While that’s easily the most genuinely frightening sequence as the two are forced to hold on to each other while balancing for a mile on the front of Rusty’s cab, the movie only goes downhill from there.
Failing to follow through with a fresh aside wherein O'Brien introduces us to police officers who've begun to find evidence of Rusty’s serial slaughters on Highway 17 (that might've turned Roadkill into a whodunit police procedural horror movie to give us the tiniest prospect of mystery) which could've enhanced the Rusty Nail legend from the previous films, O'Brien falls back on the established routine.
Thus, other than conveniently offering exposition from time-to-time, the police are mostly relegated to victim status for the rest of the misguided plotline. It’s a shame too because this scene offers further proof that between the police/culprit cat-and-mouse paradigm and the street racers spin, as a writer/director O'Brien has no shortage of ideas. Unfortunately, he’s unable to make the most of one to really drive home a terrific production.
Bogged down by Roadkill’s lifeless dialogue that fails to strengthen an already weak cast of interchangeably bland, woefully underwritten characters we can barely tell apart (although sadly it does help that of the film’s two girls, he cast one blonde and one brunette as a sort of color-coded Cliff’s Notes), the film goes into genre cruise control and never picks up momentum.
Although the second film was criticized for being far too heavily influenced by the first one, honestly after watching all three in quick succession to prepare for the review, I was surprised by how much I liked Joy Ride 2 as a worthy follow-up to Dahl’s ingenious original.
Yes, it did repeat certain tactics established in Dahl’s film including Rusty’s requests for the kids to carry out certain dares but the lively – if flawed – characters and talented cast helped sell the situation, regardless of how ludicrous it seemed.
In this film, not only is very little made of their background racing but we don’t develop any kind of connection to the ensemble at all before they start getting tortured in one mind-numbingly cold and gruesome scene after another.

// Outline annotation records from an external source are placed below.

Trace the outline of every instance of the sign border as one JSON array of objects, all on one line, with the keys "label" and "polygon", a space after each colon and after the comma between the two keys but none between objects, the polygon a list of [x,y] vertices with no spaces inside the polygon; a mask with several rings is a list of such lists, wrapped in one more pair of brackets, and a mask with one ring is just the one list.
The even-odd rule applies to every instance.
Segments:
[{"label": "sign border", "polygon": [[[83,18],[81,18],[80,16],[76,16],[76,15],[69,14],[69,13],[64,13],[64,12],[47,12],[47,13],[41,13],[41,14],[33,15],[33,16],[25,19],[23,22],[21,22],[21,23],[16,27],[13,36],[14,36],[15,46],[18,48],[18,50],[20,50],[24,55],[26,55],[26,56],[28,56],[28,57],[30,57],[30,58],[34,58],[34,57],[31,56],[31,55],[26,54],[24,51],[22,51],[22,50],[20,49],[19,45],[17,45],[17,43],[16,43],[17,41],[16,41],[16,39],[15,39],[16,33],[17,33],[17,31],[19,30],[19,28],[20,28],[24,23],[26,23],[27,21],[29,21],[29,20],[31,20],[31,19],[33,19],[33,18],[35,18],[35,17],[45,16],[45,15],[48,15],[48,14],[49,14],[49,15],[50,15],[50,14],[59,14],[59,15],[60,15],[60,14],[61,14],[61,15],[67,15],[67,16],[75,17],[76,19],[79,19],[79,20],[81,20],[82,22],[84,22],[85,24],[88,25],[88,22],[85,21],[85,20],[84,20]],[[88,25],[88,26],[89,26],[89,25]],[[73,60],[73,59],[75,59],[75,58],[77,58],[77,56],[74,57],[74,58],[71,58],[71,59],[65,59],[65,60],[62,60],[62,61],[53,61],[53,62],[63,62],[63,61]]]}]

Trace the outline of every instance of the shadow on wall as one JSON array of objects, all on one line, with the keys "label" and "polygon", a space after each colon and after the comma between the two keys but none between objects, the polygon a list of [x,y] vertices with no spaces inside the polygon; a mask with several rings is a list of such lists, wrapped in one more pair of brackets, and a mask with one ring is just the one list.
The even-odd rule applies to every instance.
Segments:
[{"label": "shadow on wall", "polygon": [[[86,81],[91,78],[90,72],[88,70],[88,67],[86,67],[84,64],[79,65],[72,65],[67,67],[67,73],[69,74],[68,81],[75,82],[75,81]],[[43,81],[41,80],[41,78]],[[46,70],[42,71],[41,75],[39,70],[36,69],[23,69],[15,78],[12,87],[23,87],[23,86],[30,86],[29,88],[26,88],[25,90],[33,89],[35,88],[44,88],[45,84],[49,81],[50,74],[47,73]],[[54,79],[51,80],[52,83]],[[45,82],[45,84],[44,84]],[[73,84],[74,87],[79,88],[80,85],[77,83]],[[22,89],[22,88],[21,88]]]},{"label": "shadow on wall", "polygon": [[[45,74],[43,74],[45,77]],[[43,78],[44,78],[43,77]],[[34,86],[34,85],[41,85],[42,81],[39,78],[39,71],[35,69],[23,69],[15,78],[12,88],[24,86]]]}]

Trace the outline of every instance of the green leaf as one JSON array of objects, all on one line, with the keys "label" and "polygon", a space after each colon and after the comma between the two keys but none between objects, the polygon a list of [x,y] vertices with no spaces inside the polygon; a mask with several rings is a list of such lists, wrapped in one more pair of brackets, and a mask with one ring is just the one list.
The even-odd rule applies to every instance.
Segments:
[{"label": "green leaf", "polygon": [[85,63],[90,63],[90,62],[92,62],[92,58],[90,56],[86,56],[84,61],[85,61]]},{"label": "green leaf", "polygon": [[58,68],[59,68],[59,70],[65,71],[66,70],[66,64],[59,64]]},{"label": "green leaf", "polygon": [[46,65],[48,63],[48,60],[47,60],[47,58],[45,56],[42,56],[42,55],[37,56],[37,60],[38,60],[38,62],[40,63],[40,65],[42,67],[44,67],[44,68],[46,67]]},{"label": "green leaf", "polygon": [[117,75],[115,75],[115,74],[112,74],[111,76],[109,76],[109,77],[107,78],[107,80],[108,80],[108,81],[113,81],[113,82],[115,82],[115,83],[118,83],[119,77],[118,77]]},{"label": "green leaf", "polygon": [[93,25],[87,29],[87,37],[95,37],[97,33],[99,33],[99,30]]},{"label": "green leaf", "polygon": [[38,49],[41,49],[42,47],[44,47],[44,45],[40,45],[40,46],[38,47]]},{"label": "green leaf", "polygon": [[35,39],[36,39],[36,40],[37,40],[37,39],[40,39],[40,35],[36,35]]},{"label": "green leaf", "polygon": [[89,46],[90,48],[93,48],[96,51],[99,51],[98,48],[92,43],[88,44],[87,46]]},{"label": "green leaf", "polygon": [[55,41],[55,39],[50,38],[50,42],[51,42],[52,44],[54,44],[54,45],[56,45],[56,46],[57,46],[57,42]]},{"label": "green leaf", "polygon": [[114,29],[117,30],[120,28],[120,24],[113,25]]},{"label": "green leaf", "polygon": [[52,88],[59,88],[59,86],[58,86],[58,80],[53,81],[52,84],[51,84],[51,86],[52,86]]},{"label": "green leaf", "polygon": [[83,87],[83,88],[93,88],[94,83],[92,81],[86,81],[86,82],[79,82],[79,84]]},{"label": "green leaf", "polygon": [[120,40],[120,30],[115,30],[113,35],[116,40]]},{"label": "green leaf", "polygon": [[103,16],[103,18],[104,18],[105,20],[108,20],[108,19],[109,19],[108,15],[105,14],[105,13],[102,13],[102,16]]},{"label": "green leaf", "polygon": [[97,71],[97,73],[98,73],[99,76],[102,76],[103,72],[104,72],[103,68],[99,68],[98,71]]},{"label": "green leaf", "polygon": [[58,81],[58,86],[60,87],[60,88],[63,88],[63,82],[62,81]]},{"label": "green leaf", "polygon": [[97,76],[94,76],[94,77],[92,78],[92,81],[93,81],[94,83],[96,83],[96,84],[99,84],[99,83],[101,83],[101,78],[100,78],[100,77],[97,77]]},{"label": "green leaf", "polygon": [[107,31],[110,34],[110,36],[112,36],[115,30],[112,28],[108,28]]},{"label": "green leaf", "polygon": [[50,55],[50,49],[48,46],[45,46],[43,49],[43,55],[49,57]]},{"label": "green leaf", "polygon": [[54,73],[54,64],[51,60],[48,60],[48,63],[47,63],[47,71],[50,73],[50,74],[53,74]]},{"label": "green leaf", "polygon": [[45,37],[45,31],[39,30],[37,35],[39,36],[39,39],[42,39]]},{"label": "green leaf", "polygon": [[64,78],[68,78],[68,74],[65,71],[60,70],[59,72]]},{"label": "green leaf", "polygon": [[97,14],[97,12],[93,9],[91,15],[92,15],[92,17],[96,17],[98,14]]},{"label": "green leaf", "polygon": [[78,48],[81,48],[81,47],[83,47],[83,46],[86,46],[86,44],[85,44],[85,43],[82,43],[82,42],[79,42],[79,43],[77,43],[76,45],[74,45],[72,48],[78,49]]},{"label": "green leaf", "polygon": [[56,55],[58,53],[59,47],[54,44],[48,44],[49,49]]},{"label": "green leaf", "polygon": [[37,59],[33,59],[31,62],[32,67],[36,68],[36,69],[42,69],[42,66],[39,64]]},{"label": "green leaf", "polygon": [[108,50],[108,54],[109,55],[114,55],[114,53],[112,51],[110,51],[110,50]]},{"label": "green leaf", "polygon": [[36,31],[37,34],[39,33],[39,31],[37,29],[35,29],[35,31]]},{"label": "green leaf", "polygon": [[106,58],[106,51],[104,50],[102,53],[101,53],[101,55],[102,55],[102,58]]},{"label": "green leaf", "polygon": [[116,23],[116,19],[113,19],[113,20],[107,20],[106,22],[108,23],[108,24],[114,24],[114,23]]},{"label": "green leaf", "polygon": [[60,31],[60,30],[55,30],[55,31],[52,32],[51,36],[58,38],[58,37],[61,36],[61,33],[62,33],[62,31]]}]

There’s just no spark of life to the film, whether it’s in the charisma of the cast or the anticlimactic showdowns that (unlike the previous cat-and-mouse chase-filled last acts of the earlier pictures), are completely lacking in suspense or surprise.

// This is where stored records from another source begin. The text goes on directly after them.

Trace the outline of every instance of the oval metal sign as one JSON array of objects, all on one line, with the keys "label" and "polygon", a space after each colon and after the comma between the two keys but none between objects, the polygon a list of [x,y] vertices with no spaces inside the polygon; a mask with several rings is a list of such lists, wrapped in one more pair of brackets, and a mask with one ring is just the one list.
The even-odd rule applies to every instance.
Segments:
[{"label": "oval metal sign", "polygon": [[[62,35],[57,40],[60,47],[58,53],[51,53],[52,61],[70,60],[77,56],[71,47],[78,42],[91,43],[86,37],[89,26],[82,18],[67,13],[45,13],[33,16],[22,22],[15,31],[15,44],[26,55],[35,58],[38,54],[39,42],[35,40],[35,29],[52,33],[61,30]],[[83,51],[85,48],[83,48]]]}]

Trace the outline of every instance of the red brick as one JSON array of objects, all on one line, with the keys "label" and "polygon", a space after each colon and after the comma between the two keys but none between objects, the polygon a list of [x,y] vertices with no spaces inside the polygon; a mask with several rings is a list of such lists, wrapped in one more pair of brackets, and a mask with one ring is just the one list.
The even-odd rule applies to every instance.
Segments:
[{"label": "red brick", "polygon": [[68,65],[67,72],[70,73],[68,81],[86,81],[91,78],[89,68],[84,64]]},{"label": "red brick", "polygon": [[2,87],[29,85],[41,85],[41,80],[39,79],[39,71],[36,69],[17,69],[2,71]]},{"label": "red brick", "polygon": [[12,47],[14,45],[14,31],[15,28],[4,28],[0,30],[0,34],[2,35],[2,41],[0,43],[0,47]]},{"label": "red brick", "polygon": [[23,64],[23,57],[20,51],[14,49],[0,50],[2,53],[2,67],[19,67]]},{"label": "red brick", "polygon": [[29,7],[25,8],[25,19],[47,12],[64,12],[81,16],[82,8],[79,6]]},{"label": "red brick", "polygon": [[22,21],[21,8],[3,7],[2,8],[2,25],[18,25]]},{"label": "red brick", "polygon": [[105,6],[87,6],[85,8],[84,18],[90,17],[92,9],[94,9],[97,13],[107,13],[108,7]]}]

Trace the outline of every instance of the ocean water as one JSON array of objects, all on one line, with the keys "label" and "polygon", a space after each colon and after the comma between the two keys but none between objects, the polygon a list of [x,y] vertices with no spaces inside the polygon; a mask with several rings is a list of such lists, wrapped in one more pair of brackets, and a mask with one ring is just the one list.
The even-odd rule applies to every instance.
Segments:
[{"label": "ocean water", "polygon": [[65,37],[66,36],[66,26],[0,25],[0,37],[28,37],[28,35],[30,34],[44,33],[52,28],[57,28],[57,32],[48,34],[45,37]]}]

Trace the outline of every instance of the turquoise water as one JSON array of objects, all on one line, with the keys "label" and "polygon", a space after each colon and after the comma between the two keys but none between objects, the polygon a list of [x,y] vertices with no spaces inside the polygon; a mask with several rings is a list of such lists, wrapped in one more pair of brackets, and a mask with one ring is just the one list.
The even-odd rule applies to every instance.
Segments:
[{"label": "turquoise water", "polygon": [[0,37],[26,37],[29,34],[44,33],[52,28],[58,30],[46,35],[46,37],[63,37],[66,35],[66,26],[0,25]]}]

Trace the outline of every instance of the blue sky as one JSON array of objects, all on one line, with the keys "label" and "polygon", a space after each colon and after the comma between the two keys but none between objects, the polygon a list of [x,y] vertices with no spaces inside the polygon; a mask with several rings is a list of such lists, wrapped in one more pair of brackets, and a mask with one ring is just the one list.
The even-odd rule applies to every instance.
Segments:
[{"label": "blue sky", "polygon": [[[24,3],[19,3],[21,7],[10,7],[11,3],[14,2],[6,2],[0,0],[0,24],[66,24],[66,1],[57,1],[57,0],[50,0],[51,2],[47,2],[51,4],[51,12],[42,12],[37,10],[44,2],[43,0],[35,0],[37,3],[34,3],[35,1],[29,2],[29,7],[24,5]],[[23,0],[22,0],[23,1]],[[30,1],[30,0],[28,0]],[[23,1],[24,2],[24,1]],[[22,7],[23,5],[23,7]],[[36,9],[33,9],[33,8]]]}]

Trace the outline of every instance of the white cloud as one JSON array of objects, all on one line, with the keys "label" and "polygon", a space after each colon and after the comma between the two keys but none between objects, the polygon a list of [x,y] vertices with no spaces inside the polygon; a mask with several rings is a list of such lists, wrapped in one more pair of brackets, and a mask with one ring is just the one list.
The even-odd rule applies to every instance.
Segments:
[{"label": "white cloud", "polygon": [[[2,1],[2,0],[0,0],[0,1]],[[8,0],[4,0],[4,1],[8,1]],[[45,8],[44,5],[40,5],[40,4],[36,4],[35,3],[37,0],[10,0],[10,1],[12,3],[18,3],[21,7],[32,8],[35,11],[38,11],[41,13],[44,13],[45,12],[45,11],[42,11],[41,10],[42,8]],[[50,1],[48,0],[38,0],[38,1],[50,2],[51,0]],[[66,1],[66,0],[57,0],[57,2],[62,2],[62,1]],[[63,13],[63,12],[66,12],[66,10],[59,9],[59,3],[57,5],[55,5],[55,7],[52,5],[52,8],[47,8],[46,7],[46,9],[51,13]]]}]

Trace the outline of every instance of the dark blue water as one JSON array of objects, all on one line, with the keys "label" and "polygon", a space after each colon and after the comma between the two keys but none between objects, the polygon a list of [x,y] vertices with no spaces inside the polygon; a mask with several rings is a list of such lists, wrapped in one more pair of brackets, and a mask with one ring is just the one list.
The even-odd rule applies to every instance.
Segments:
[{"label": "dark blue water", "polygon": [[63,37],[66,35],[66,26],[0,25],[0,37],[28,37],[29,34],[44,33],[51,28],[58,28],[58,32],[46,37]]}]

While admittedly Rusty and his targets defied death far too many times in previous films, when there’s no tension, the horror-based confrontations just feel sadomasochistic at best.

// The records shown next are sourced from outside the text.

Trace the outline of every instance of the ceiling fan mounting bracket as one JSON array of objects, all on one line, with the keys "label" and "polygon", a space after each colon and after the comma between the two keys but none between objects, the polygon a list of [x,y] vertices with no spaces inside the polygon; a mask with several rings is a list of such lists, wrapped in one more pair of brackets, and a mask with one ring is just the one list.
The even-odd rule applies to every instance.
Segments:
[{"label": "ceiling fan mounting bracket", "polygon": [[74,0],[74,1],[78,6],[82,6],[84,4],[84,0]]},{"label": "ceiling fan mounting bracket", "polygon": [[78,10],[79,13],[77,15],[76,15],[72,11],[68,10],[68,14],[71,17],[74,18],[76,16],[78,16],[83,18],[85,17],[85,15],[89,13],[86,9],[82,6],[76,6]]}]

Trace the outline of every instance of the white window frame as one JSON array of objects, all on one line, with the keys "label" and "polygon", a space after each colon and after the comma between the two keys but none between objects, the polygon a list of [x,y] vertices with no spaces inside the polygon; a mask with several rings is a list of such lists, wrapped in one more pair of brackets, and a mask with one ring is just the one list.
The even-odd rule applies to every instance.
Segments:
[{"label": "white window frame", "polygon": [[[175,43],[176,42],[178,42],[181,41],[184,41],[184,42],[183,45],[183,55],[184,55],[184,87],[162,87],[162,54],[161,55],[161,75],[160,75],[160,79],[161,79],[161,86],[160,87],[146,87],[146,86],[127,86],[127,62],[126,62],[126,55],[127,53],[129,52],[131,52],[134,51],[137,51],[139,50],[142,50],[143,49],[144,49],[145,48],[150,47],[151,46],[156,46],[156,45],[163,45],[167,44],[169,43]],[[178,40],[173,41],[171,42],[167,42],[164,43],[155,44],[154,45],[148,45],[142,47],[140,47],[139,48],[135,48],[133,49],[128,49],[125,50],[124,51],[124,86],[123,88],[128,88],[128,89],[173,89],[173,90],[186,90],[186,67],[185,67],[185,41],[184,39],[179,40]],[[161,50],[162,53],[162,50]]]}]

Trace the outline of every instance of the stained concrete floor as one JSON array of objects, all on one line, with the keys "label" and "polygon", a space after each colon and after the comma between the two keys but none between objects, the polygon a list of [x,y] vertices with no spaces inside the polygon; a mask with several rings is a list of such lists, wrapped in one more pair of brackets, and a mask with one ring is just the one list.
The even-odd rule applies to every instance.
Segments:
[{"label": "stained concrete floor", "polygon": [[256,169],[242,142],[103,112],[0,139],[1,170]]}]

Obviously, given his extensive background and proof apparent in the film, O'Brien has an enviably clever mind to come up with the creative set-up for the film. However, after taking a look at his overcrowded filmography of far too many straight-to-disc sequels (from Marine 3 to Wrong Turn 4 and 5), I’m thinking that if he either slowed down to give himself a creative break between projects or let someone else supercharge his scripts with a punched up rewrite, his next horror entry will leave the rest in the dust.